Addicted to Controls. Sedated by Assurance.

Reliance on Control Activities is enabling bad risk decisions and corporate misconduct. . Is there a way forward?

The fundamental paradigms of risk and control professionals are being tested. Extreme, reactionary advocates of Control Activities to mitigate risk have influenced standards and practices that do not work.

In a recent blog I suggested that we have become addicted to “controls”, or more specifically “Control Activities” as defined by COSO, and that addiction is blinding us to risk. I believe reliance on Control Activities as a primary response is evidence of, and a good predictor, of bad risk decisions. Failures in COSO Control Environment and Risk Assessment are primarily responsible for bad risk decisions and bad corporate behavior.

Those failures should be considered Material Weaknesses and clean audit opinions denied.

Clean audit opinions on internal control effectiveness even where COSO Control Environment or Risk Assessment practices have utterly failed and led to catastrophic losses don’t make sense.

Its Time to Take a Closer Look

Let us start with three hypothetical scenarios:

  1. An airplane manufacturer makes and sells airplanes that cannot fly.
  2. A pharmaceutical manufacturer sells a drug that kill people.
  3. A major data broker loses millions of confidential customer records to hackers.

Would these hypothetical corporations receive a clean audit opinion on internal control over financial reporting using the COSO model below? The answer is Yes.

Did these events have financial impacts? The answer is Yes.

Have these issues been addressed?

 Without a strong Control Environment and responsible Risk Assessment poor and even fatal risk decision are certain and internal control over anything should be questioned. Internal control over financial reporting is not quarantined from bad management. COSO did not seem to contemplate excepting internal control over financial reporting from bad management. In fact, as I recall, and I co authored a response to the initial COSO exposure draft, COSO was intended to lead to better risk decisions and fewer corporate failures. What happened?

Bad risk decisions enabled by faulty elements in the Control Environment (e.g. egregious conduct, fraud, incompetence, destructive compensation systems etc.) or faulty Risk Assessment, lead to catastrophic risk decisions, corporate misconduct, or both.  

In each of the three hypothetical examples above failures in Control Environment and Risk Assessment were to blame. Can companies with such massive failures, by definition, have effective internal control over anything? If so COSO is meaningless and we have made it so.

The Way Forward

Several changes are clearly needed now.

  1. Call out the real causes of failure

Enforce the PCAOB definition of Material Weakness:

A material weakness is a deficiency, or a combination of deficiencies, in internal control over financial reporting, such that there is a reasonable possibility that a material misstatement of the company’s annual or interim financial statements will not be prevented or detected on a timely basis.

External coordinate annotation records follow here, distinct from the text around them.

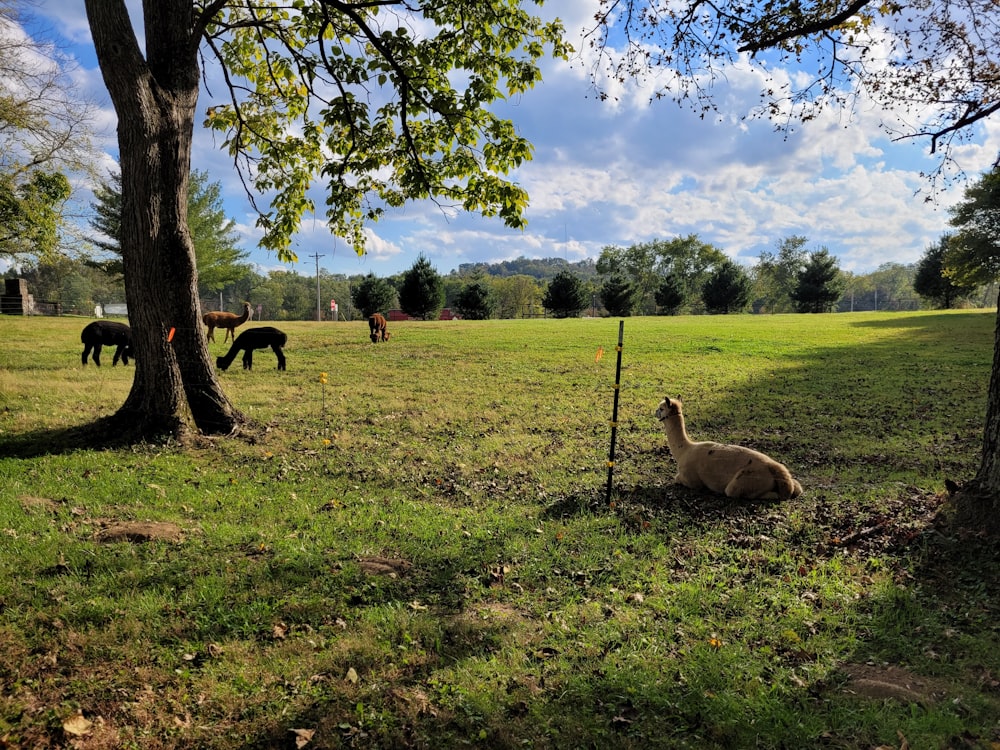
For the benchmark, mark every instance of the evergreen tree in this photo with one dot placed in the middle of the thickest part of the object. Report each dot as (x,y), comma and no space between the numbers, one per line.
(421,294)
(618,295)
(565,296)
(932,283)
(216,249)
(777,274)
(820,284)
(476,301)
(671,293)
(373,295)
(727,290)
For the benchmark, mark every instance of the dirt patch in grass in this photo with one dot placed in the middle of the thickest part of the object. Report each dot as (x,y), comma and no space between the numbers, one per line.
(892,683)
(32,503)
(384,566)
(139,531)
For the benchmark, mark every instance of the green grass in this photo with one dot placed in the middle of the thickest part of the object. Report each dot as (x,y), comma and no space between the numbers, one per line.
(420,552)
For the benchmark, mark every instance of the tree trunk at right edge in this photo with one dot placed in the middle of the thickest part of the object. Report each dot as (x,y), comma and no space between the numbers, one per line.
(977,505)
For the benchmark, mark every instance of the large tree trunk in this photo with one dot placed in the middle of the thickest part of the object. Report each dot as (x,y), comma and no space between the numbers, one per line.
(155,99)
(977,504)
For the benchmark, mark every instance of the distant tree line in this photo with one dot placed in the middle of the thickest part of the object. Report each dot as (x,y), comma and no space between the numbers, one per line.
(683,275)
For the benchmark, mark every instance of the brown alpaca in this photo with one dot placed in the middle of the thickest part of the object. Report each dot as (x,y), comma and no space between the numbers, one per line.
(229,321)
(732,470)
(377,329)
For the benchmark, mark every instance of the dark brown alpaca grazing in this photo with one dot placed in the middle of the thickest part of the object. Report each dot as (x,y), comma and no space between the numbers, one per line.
(255,338)
(377,328)
(102,333)
(229,321)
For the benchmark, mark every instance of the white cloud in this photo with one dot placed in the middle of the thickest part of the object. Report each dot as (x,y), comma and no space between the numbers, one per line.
(624,170)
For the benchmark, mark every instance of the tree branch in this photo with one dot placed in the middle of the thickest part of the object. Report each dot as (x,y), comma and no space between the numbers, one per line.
(822,24)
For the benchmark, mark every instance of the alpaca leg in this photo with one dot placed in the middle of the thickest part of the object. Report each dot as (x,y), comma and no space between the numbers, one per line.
(752,485)
(280,355)
(691,481)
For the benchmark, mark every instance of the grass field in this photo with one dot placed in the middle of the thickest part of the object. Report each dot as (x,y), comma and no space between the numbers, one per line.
(420,553)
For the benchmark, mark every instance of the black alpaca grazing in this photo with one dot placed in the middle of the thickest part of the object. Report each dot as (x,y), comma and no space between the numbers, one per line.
(102,333)
(255,338)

None of these hypothetical companies should receive a clean audit opinion. These types of failures are evidence of total and catastrophic failures in control, specifically in Control Environment and Risk Assessment. All of them should have been denied a clean audit opinion and with it, unrestricted access to capital markets and a pass on debt covenants and other obligations.Isn’t that what SOX was supposed to prevent? I understand that we are dealing with just internal control over financial reporting in audit opinions. But is it reasonable to suggest that with massive failures in the application of COSO the company is still COSO compliant? Wouldn’t it be more prudent to assume that massive failures in the Control Environment or Risk Assessment can reasonably be expected to result in material losses both financial, and nonfinancial now and well into the future? Assessing Control environment and Risk Assessment can be subjective. But we should call out and name failures in those elements when we see them. Shouldn’t we put this type of failure right up there with a lack of Segregation of Duties in the financial close process, an oft reported Material Weakness? Why do we limit Material Weaknesses to failed Control Activities?

2. Drive COSO compliance out of financial reporting and into the business

Replace Risk Factor Reporting with Objective Status Reporting

Replace every reported Risk Factor with a complementary objective. The objectives should reflect and be limited to the core business model of the business.  For example, if shifting consumer preferences is a Risk Factor, define an objective that targets revenue or market share. Disclose that objective, the planned performance levels for that objective and the confidence management has that the planned performance level will be achieved. Assess the risks to achieving the objective and the measures needed to manage the risk.

I know this is a radical change, but can we trust companies who do not know this information? In relying on Control Activities, we are blocking insights.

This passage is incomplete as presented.